Décembre 1993. Je me trouve au domicile berlinois de Dietrich Fischer-Dieskau. Depuis plusieurs jours, nous examinons ensemble les documents audiovisuels qui le concernent et dont il détient une copie vidéo. Tard dans la soirée, il me montre un programme télévisé ayant pour sujet La belle Maguelone de Brahms. Il y tient un double rôle, chantant d’une part les quinze Romances de la « très étonnante histoire d’amour de la belle Maguelone et du Comte Pierre de Provence », et récitant d’autre part les textes de liaison entre les poèmes. La performance de l’acteur – la voix parlée, ses inflexions, son rythme – est aussi prenante que celle du chanteur. En guise de bis, il donne Feldensamkeit, l’un des Lieder de l’opus 86 de Brahms. L’interprétation est d’une si souveraine beauté que j’éprouve des difficultés à contenir la mise en action intempestive de mon système lacrymal. Je bredouille quelques paroles conventionnelles destinées à la fois à exprimer et à dissimuler mon émotion. Il n’est pas homme à s’épancher de façon incontrôlée et interrompt mes balbutiements. « Ce n’est pas assez legato ; j’aurais dû arrêter plus tôt ».
Cela fait très exactement un an qu’il a mis un terme à sa carrière de chanteur, après un concert de gala à l’Opéra de Munich le 31 décembre 1992. La décision a été prise, me dit-il, dans la nuit qui a suivi. Brutale, définitive, irrévocable.
En musique, rares sont les interprètes qui ont laissé sur une partition, fut-elle unique, une empreinte si forte qu’on les identifie à elle, qu’elle semble leur appartenir à tout jamais. On pense à Glenn Gould dans les Variations Goldberg, à la Tosca de Maria Callas, à la Fiordiligi d’Elizabeth Schwarzkopf, à Yehudi Menuhin dans le 2ème concerto de Bartok, à Dinu Lipati dans la 1ère Partita de Bach. Avec Dietrich Fischer-Dieskau, c’est tout le vaste monde du Lied allemand dont il s’agit et dont il a parcouru les recoins les plus secrets. Un domaine qu’on ne peut mentionner sans faire référence à lui, et cela pour des générations à venir. Des Lieder, il en a enregistré des milliers, mais aussi des Mélodies françaises, russes et scandinaves ; il a chanté une bonne centaine de rôles d’opéra de toutes les époques, ainsi que des quantités de Cantates et Oratorios. Tout au long d’une carrière d’une exceptionnelle longévité et soigneusement gérée, il a en somme pratiqué avec une égale réussite l’alternance des genres les plus divers.
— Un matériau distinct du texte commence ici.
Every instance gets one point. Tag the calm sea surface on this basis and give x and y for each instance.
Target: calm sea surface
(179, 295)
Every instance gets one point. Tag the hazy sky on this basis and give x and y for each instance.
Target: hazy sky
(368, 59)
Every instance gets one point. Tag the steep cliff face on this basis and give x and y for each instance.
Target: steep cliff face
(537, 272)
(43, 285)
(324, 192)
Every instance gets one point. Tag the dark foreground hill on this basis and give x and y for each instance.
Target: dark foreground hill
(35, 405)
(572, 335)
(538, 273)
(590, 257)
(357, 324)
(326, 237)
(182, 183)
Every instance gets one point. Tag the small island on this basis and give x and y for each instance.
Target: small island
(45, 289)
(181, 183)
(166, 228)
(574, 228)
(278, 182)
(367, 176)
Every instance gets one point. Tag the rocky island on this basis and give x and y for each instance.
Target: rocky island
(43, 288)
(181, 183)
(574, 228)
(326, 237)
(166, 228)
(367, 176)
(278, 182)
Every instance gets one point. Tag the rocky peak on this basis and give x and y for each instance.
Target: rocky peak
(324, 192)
On le disait difficile à approcher, secret, presque timide et inaccessible, mais ce sont là des obstacles qui me stimulent plus qu’ils ne me découragent. En réalité, lors de notre première rencontre professionnelle, j’ai trouvé un homme réservé, mais ouvert et joyeux, tout disposé à parler dans le détail du projet que je venais lui soumettre. Etant donné la dimension du personnage, il ne pouvait s’agir dans mon esprit que d’un projet de vaste envergure, à échéance de plusieurs années pendant lesquelles nous aurions tout le loisir de nous « apprivoiser » l’un l’autre. L’objectif ultime était, bien entendu, de réaliser un vaste portrait filmé – celui qui fait l’objet de la présente publication - une rétrospective aussi complète que possible de la carrière du chanteur, et qui donne une idée de l’énormité de ce que ce grand artiste a accompli au cours de sa vie.
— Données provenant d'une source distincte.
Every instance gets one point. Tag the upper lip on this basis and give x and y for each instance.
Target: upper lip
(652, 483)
Dietrich Fischer-Dieskau est un artiste fondamentalement sérieux, un homme soucieux de protéger son travail et son existence privée, et donc fort réticent à l’égard des formes d’expression creuses et éphémères du système télévisé. L’héritage discographique du plus prolifique chanteur de notre temps est évidemment gigantesque – mais assez curieusement, et probablement en raison de son aversion pour la lourde logistique du processus cinématographique, il existe relativement peu de documents filmés ou audiovisuels de ses interprétations. A l’époque où s’amorçait notre travail en commun, il n’était pas encore ouvertement question d’un quelconque retrait de la scène, et j’entendais une voix qui me semblait n’avoir jamais été si ductile et émouvante ; c’était comme si le maître de cette voix, à force de relire passionnément les grands textes qui avaient accompagné son existence, retrouvait derrière la préméditation intelligente, une sorte de spontanéité première. Désormais, il ne proposait plus seulement ces grands textes à notre écoute ardente, il les incarnait.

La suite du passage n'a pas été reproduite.